Ability Simya is human.
Making sure Tamin stays out of trouble at the Checkerboard Ball
  • When the Vella Crean closed themselves off from the rest of the Nexus, Simya was happy. Her family was safe, protected in a world that held no visitors or foreigners.
  • When the Death Court attacked, Simya was lost. Her family was… missing. Missing was a good word: and one day, she knew she would find them again, but for a very long time her family went missing and Simya found herself under the care of the Varus couple.
  • It was hard for the Varus couple to get answers from the little girl. One day she showed up at their doorstep, holding a bag full of scant belongings, and quiet little strenght.
  • “I can work.” the little girl said carefully. “I can clean, and clear up.”
  • It hurt the mother’s heart, so they took in the little girl who took up almost no room. She slept in the room with the others, made sure that the younger ones kept out of trouble, that when the Death Court dragons screamed into battle, the littlest were distracted and silent in the basement.
  • She was a good caretaker, and so the Varus couple left questions unanswered.
  • Her family, if they were out there somewhere, had not come to collect the little girl, and the little girl needed a home.
  • One day the little girl came home with broken shards of horn, and asked the Varus mother for leather cords.
  • “What do you need it for?” she asked.

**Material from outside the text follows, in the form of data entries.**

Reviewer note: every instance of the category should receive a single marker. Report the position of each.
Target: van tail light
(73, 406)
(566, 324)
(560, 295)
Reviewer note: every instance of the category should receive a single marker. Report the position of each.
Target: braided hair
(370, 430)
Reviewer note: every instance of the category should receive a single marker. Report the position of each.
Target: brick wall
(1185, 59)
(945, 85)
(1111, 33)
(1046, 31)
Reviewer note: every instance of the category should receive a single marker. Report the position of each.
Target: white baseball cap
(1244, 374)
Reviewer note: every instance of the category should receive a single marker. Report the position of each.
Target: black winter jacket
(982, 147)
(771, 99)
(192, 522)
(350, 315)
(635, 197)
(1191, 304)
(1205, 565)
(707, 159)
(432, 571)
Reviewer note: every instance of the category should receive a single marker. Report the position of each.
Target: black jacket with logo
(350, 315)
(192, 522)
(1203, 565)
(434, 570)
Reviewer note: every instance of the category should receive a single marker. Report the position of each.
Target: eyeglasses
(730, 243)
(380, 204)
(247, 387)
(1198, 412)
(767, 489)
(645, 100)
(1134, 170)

  • The little girl opened her hand to show shards of horns and fangs in a distinct shade of the Death Court dragons.
  • “Do you want to bury it?” she asked again.

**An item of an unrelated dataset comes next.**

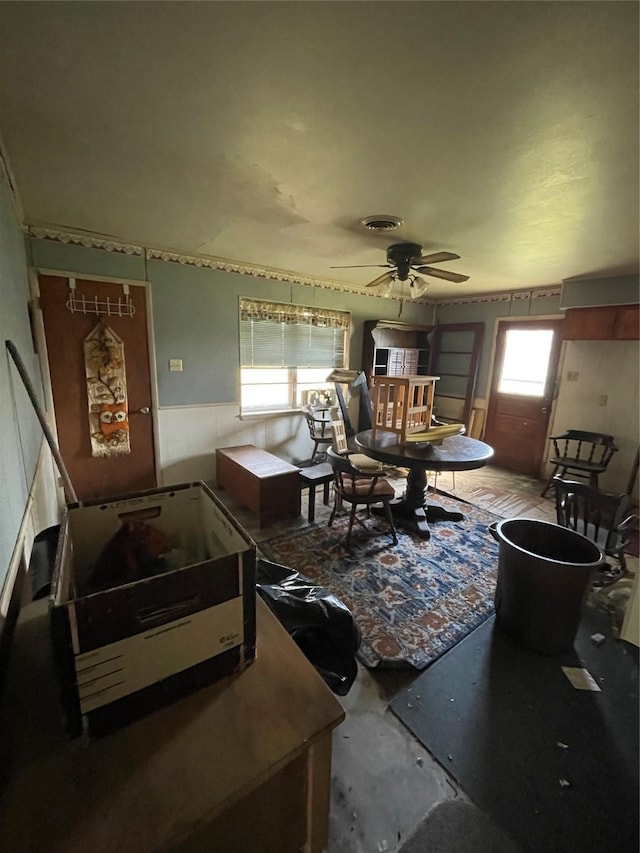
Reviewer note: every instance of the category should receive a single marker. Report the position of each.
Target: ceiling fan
(405, 262)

  • “Wear it.” Simya answered quietly, her face and pose careful. “Present.”
  • And from that day, the little girl wore a necklace of Death Court horns around her neck, carefully tucked under layers and layers of clothes, close to her skin.

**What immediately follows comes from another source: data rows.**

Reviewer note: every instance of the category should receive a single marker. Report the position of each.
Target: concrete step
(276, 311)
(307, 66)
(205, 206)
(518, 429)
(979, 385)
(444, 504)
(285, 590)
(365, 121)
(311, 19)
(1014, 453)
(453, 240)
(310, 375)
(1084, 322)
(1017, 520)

  • One day the little girl came home with a boy with angry eyes and a sullen mouth, always quick to jeer and jab and argue.
  • “Is he your brother?” the Varus father asked the little girl, and she shook her head.
  • “My family was killed by the Death Court dragons.” Tamin answered, his words bitter and jagged.
  • So much anger in a little boy: the Varus couple worried about introducing such an angry force of nature into the family. What if he twisted and turned the other children into angrier, brittle shards? Into weapons that threw themselves at the Death Court?
  • But the little girl placed a hand on the angry boy’s shoulder, and he seemed to settle and calm. And she smiled. A small quirk of her lips, and it was enough for the Varus couple.
  • He would stay, because he was important to their little girl.

And he made her smile.

  • Hvar came to visit with his two wherlings, laughing about the antics of the Raptor Queens. There was to be a ball full of important dignitaries, and the three Queens were discussing costumes! To wear in raptor form! He found it hilarious, but Simya found it worrisome.
  • She saw the dark light enter Tamin’s eyes, the idea that was forming in his head.
  • One night, Tamin snuck out of their home with a little bag of food and a well worn knife, and Simya followed.
  • “What are you doing here?” Simya did not mind the way Tamin hissed and spat his words.
  • “Keeping you out of trouble.” she answered, annoyed at the thought that something would happen to Tamin. Did he think he could go fight a dragon? A King? “This is stupid, you can’t win against a Death Court dragon. Alone.” she had seen riders fall from the sky, dragons burn in blue flame.
  • The boy scowled at her with angry eyes, and she felt just that small glimmer of anger flare back in her own.
  • “Just watch me.”
  • She answered the challenge in his own with another in her own. “I’ll keep you safe.”